Summary. The paper presents a structured analysis of how contemporary clinical AI systems integrate EHR data, developing a coding framework to assess technical integration strategies and reasoning-relevant features such as trajectory modeling, cross-encounter synthesis, and absence reasoning. Drawing on a curated corpus of clinical NLP and EHR-integrated systems plus elicitation from three physicians, it concludes that systems predominantly use encounter-level or aggregated representations with limited explicit temporal reasoning, that evaluation focuses on predictive performance rather than longitudinal interpretability, and that EHR data is treated as static input rather than a substrate for ongoing clinical reasoning. It outlines a framework for future systems to better align with the temporal structure of clinical practice.

Significance. If the analysis of the corpus holds, the paper usefully identifies a gap between current clinical AI capabilities and the longitudinal, interpretive demands of clinical reasoning. The coding framework and physician perspectives provide a starting point for discussion, and the emphasis on moving beyond prediction-only paradigms is a constructive contribution to the cs.CY literature on health AI. However, the absence of quantitative evaluation metrics, reproducible corpus details, or falsifiable predictions limits the strength of the contribution relative to more empirical work in the field.

major comments (3)

[Methods (corpus curation)] Methods (corpus curation): No inclusion/exclusion criteria, search strategy, database sources, or coverage statistics (academic vs. commercial systems) are provided for the curated corpus. This directly undermines the central claim that systems 'predominantly operate on encounter-level or aggregated representations' because sampling bias cannot be ruled out.
[Physician elicitation] Physician elicitation section: The sample is limited to three physicians with no details on selection, inter-rater process, or generalizability. This is load-bearing for the claim that current EHR systems exhibit specific strengths and weaknesses in supporting longitudinal reasoning.
[Coding framework] Coding framework development: No information is given on how the framework was constructed, validated, or assessed for inter-rater reliability. This affects the reliability of the reported inconsistencies in reasoning-relevant structures.

minor comments (2)

[Abstract] Abstract: The statement that 'evaluation paradigms remain largely focused on predictive performance' would be strengthened by at least one concrete citation or example from the corpus.
[Coding framework] Notation: The terms 'trajectory modeling' and 'absence reasoning' are introduced without explicit definitions or examples in the coding framework description, which could improve clarity for readers outside clinical NLP.

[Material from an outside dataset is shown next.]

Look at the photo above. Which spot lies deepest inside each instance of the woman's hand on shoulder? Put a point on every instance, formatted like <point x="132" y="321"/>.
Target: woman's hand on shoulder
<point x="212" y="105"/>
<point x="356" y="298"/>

Simulated Author's Rebuttal

3 responses · 0 unresolved

We thank the referee for their constructive comments, which highlight important opportunities to strengthen the transparency of our methods. We address each major comment below and will revise the manuscript accordingly to improve reproducibility and address potential concerns about sampling and reliability.

read point-by-point responses

Referee: [Methods (corpus curation)] Methods (corpus curation): No inclusion/exclusion criteria, search strategy, database sources, or coverage statistics (academic vs. commercial systems) are provided for the curated corpus. This directly undermines the central claim that systems 'predominantly operate on encounter-level or aggregated representations' because sampling bias cannot be ruled out.

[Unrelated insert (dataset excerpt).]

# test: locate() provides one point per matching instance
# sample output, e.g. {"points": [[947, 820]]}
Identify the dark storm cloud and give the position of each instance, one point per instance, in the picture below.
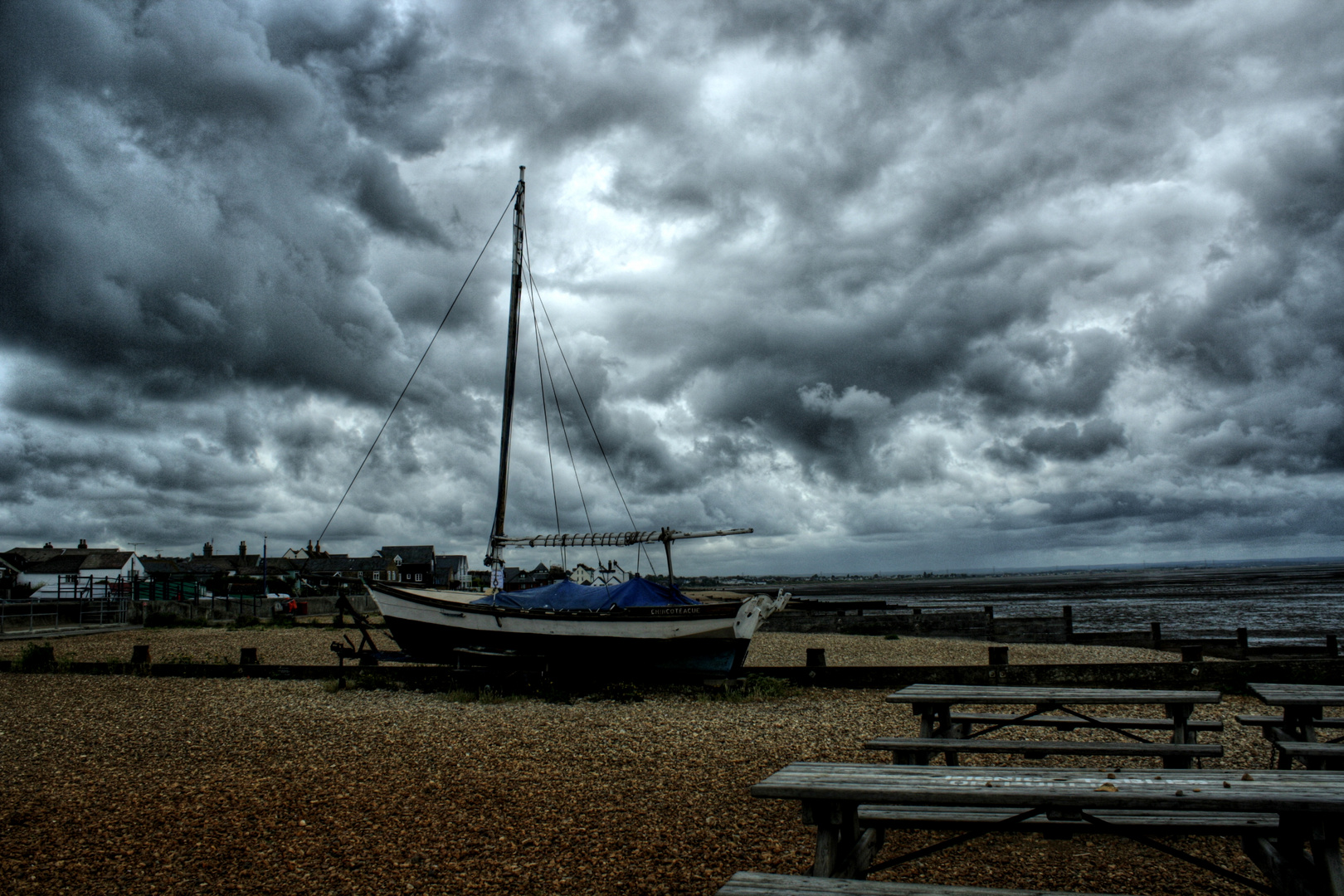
{"points": [[173, 197], [1062, 275]]}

Authors: We agree that the Methods section should provide these details to allow readers to evaluate potential biases. In the revised manuscript, we will add a subsection detailing the search strategy (including databases such as PubMed and arXiv, and keywords), explicit inclusion/exclusion criteria, and available statistics on corpus composition (e.g., proportion of academic vs. commercial systems). This will directly support the validity of our prevalence claims. revision: yes
Referee: [Physician elicitation] Physician elicitation section: The sample is limited to three physicians with no details on selection, inter-rater process, or generalizability. This is load-bearing for the claim that current EHR systems exhibit specific strengths and weaknesses in supporting longitudinal reasoning.

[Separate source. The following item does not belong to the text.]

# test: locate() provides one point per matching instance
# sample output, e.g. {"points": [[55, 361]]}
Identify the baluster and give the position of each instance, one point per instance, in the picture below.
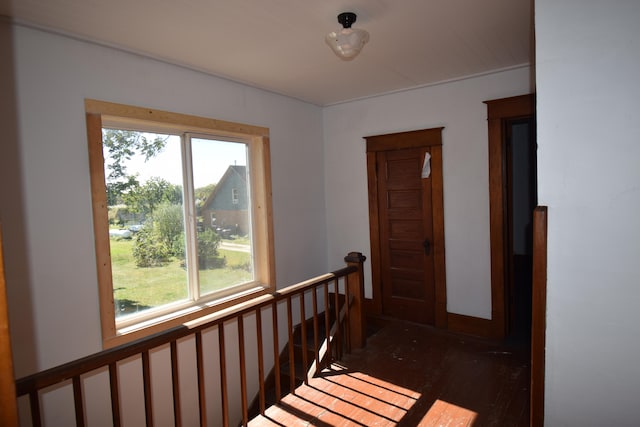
{"points": [[115, 397], [327, 323], [347, 319], [243, 371], [223, 376], [146, 379], [292, 368], [260, 360], [77, 401], [338, 340], [276, 349], [34, 401], [303, 337], [316, 346], [175, 381]]}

Authors: We acknowledge the need for greater detail here. The revised version will expand this section to describe the physician selection process, the semi-structured nature of the elicitation, and any steps taken for consistency. We will also add an explicit discussion of limitations regarding sample size and generalizability, clarifying that these perspectives serve to illustrate and contextualize the corpus findings rather than provide standalone quantitative evidence. revision: yes
Referee: [Coding framework] Coding framework development: No information is given on how the framework was constructed, validated, or assessed for inter-rater reliability. This affects the reliability of the reported inconsistencies in reasoning-relevant structures.

Authors: We will revise the Methods to describe the iterative development of the coding framework, including how categories were derived from the literature and physician input. As this was an exploratory qualitative analysis, formal inter-rater reliability assessment was not performed; we will note this limitation and describe the steps taken to maintain coding consistency. These additions will improve transparency without altering the study's qualitative scope. revision: yes

Circularity Check

0 steps flagged

No significant circularity; descriptive synthesis with no derivations or fitted quantities

full rationale

The paper is a descriptive synthesis that develops a coding framework and applies it to a curated corpus of clinical NLP/EHR systems, supplemented by physician elicitation. It contains no equations, no predictions of fitted quantities, no self-definitional steps, and no load-bearing self-citations. The central claims rest on the empirical coding results and elicitation rather than any reduction to inputs by construction. The representativeness of the corpus is an external-validity question, not a circularity issue in any derivation chain.

Axiom & Free-Parameter Ledger

0 free parameters · 0 axioms · 0 invented entities

No mathematical content, free parameters, or invented entities; the work relies on standard domain assumptions about what constitutes longitudinal reasoning in medicine.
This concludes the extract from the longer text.